On one end of the spectrum, the upper class holds the luxury of easily affording housing, food, education and the ability to spend at will. At the other end, in the lower class, workers hustle multiple jobs to cover rent, groceries and healthcare, with little left over. Some are unable to afford shelter, education, even food.
In the center, the middle class split the difference, maintaining stable jobs, holding apartments or homes, but still facing the pressure of finances. These aren’t just casual facts about the world, they show a large truth of income in the United States.
Income inequality is the term that describes how uneven the wealth distribution in the population is. When a small portion of the population earns more than the rest, it affects who can afford housing, education and shelter.
Emmanuel Saez, a professor of UC Berkeley, explains his long-term study of U.S. incomes through his article, “Striking It Richer”.
“Income inequality remains extremely high,” Saez said. “For example, the top 10% income share is 50.5%.”
This means that half of all money earned in the United States flows into just the 10% of the population.
Obviously this is a very complex topic, income inequality is a hard thing to perfectly measure. We have to take in the income of every percentage of people in the nation, and figure out how equal the income is distributed among them. Surprisingly, the solution to this problem was created over 100 years ago, and is still used today. The solution? A pair called the Lorenz curve and the Gini Coefficient.
Simply put, the Lorez curve is a graph that measures the income of the nation, while the Gini coefficient is the equation that tells us a real number.
The Lorenz curve works by graphing the percentage of the population, from poorest to richest on the X-axis, against the cumulative income on the Y-axis.
“A 45 degree line would mean that every singular percentage of income is shared by one percentage of households, so that’s like perfect equality,” Ryan Silvester, the econ teacher at community explained. “But the more drooped the line, the larger amount of wealth is held by a smaller and smaller percentage of the population.”
Once the Lorenz curve is complete with all data, economists can calculate the Gini Coefficient.
The gini coefficient ranges from zero to one, where zero means perfect equality, and one is perfect inequality. For example, the United States had a Gini coefficient of 0.49 in 2024, showing significant inequality especially compared to countries with lower Gini coefficient, like Sweden and Norway.
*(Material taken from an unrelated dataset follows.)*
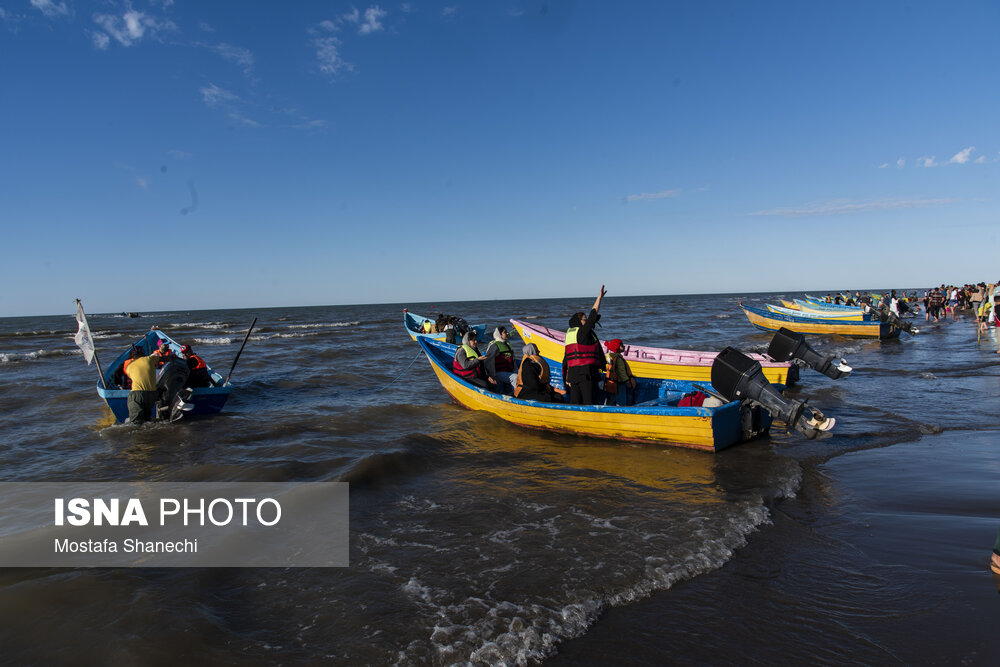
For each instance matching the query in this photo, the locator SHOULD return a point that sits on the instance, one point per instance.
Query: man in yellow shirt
(142, 398)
So what does this mean? Aside from the complex equations and graphs, the simple truth is that the United States has a lot of economic inequality.
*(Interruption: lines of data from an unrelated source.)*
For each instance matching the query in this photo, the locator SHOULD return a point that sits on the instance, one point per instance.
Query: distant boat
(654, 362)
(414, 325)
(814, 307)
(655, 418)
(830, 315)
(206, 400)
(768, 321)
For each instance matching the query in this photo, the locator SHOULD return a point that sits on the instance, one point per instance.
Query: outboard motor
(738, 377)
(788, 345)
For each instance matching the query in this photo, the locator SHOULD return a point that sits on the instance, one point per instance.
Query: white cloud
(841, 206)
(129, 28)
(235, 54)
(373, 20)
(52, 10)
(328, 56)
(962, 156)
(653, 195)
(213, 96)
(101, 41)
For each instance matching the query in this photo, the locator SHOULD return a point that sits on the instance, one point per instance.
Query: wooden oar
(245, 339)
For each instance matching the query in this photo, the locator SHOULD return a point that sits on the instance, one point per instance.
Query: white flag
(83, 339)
But what can we do about it?
The point isn’t about claiming how wealth itself is unfair, it’s to get an understanding of the system that makes it easier for some people to gain wealth. Dozens of factors play into inequality, like taxes, investments, politics, wages, but that doesn’t mean that we shouldn’t take the time to learn how our system works.
Income inequality is more than just having a poorly paying job or being born into a wealthy family, it’s about how our economy sets some people up for failure, and lifts others up.
Simply being aware is the first step. Advocating for transparency, updated tax policies, saving programs, financial education, and affordable housing can help the start of rebuilding this system. The more we pay attention to how income, taxes, and distribution of wealth works in our country, the better chance we have to get a say in changing our economy and create something for the future.